Démocratisation de l'école
La formation des PE au travail collectif est une clé centrale en partie reconnue par un temps libéré en REP +. Pour Marie Toullec-Théry, maîtresse de conférence en sciences de l’éducation, « travailler en équipe s’apprend ». « Une formation au niveau local de l’établissement engagerait, dans un cadre rassurant, les enseignants à un développement professionnel », souligne-t-elle. La mobilisation des enseignants et enseignantes d’EP prend également la forme d’un travail de fond mené auprès des familles, notamment en direction des parents les plus éloignés de la culture scolaire. Cet objectif de coopération avec les parents a d’ailleurs été formalisé sur le plan institutionnel en 1989.
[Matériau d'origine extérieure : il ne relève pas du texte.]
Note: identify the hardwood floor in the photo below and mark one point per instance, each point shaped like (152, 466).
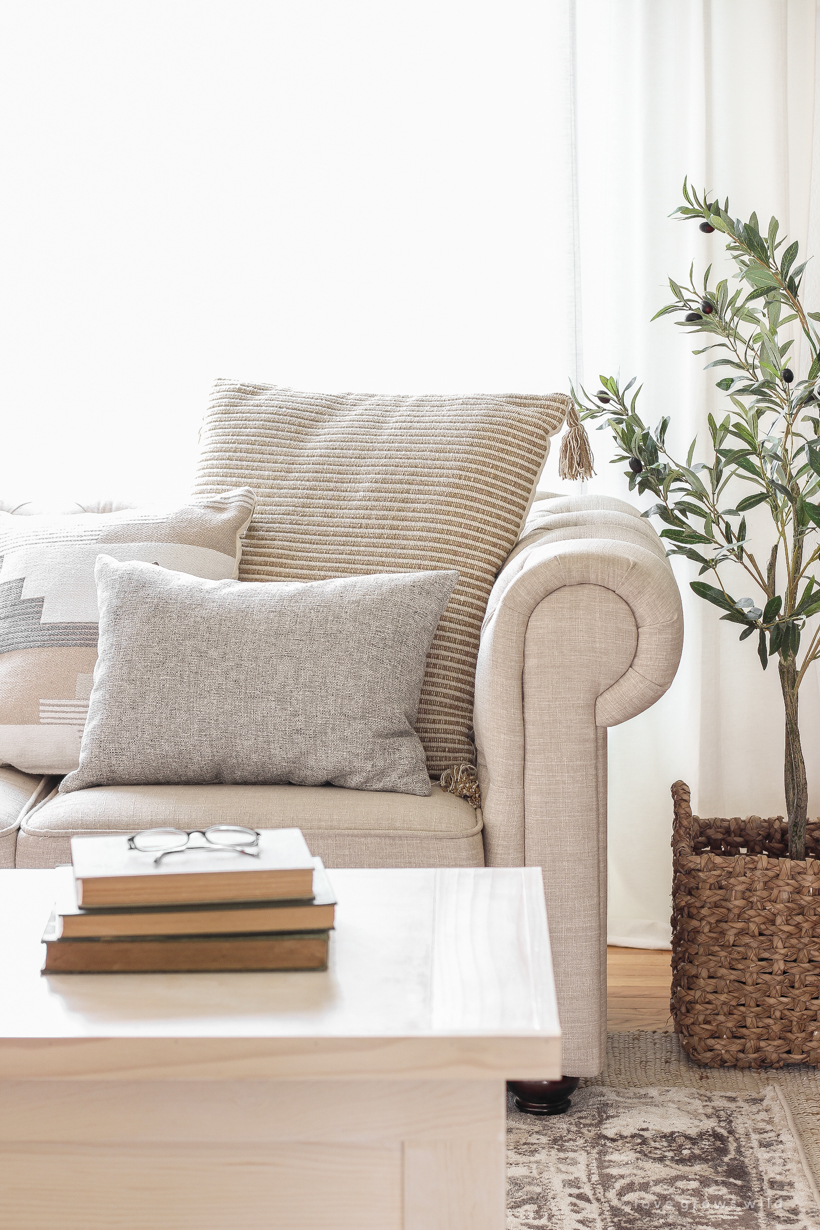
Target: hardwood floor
(637, 982)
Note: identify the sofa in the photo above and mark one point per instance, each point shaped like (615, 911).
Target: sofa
(583, 630)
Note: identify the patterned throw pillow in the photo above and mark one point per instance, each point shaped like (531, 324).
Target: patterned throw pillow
(355, 484)
(48, 608)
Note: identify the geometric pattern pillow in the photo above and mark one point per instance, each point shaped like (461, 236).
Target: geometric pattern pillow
(48, 608)
(357, 484)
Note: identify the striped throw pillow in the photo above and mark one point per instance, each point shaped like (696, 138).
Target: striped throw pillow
(349, 485)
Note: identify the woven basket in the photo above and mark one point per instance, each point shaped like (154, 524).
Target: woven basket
(745, 941)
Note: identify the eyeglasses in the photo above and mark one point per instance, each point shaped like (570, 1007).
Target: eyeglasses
(219, 838)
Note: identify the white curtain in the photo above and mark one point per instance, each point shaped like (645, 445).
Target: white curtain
(321, 193)
(722, 91)
(448, 194)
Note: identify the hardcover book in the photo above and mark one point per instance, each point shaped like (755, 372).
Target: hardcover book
(110, 873)
(299, 950)
(74, 923)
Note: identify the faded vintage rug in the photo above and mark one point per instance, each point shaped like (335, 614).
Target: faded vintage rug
(680, 1153)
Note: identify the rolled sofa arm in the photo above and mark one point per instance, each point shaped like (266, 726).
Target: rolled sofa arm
(583, 630)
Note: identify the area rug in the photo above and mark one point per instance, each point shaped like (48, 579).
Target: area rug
(657, 1142)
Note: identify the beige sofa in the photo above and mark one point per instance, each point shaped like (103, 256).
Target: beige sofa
(583, 631)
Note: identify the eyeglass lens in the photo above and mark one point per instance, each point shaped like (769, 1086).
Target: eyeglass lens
(170, 839)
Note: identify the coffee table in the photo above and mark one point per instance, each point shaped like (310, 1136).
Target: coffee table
(366, 1097)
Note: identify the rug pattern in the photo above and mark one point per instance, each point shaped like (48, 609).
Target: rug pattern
(676, 1153)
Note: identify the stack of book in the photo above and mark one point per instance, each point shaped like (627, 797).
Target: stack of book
(122, 913)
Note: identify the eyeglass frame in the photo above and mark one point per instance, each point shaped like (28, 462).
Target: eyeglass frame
(202, 833)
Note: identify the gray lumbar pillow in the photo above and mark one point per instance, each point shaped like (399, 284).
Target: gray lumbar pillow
(258, 682)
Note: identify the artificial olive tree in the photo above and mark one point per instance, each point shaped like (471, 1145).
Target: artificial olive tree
(768, 440)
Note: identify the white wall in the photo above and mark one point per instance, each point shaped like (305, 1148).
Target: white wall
(323, 194)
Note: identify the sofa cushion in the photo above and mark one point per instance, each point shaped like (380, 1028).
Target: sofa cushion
(355, 484)
(48, 608)
(347, 828)
(15, 791)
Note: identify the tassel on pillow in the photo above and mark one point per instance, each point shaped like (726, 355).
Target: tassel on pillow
(575, 458)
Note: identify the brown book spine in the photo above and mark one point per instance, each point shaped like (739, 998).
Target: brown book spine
(187, 953)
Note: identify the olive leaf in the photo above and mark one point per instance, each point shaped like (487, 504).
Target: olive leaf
(768, 440)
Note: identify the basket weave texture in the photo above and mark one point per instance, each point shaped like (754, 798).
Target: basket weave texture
(745, 941)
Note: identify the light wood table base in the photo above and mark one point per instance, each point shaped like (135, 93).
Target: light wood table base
(262, 1155)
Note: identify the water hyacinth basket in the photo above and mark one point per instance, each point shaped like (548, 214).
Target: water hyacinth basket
(745, 941)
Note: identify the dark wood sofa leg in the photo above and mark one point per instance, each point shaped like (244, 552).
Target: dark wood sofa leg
(544, 1096)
Au-delà des outils développés pour conduire une politique efficace d’EP, la question de la démocratisation de l’école se pose avec toujours plus de force. Bernard Charlot, professeur émérite en sciences de l’éducation à Paris 8, souligne que « les politiques scolaires constituent seulement un volet d’une politique sociale, économique et culturelle. Elles ne peuvent fonctionner que si elles s’intègrent dans un projet global où la question de l’emploi, par exemple, est fondamentale ».
La concurrence est ouverte
« Nous souhaitons sortir de cette logique de zonage pour donner des moyens aux établissements en fonction de leur projet », déclarait Nathalie Elimas, secrétaire d’État à l’éducation prioritaire. Et en effet, l’expérimentation de contrats locaux d’accompagnement (CLA) en cours sur les académies de Lille, Marseille et Nantes, vise à attribuer des moyens en fonction de critères variables définis par chaque rectorat et dans une logique d’attribution par objectifs. La question des écoles orphelines et de la nécessité de prendre en compte les inégalités scolaires en milieu rural ne peuvent servir d’argument pour détruire une politique éducative de territoires. Alors que l’éducation prioritaire cible des quartiers cumulant paupérisation et processus ségrégatifs, en lien avec les politiques de la ville, les CLA placent les établissements et écoles dans une situation de concurrence et risquent de mettre celles actuellement en REP de côté.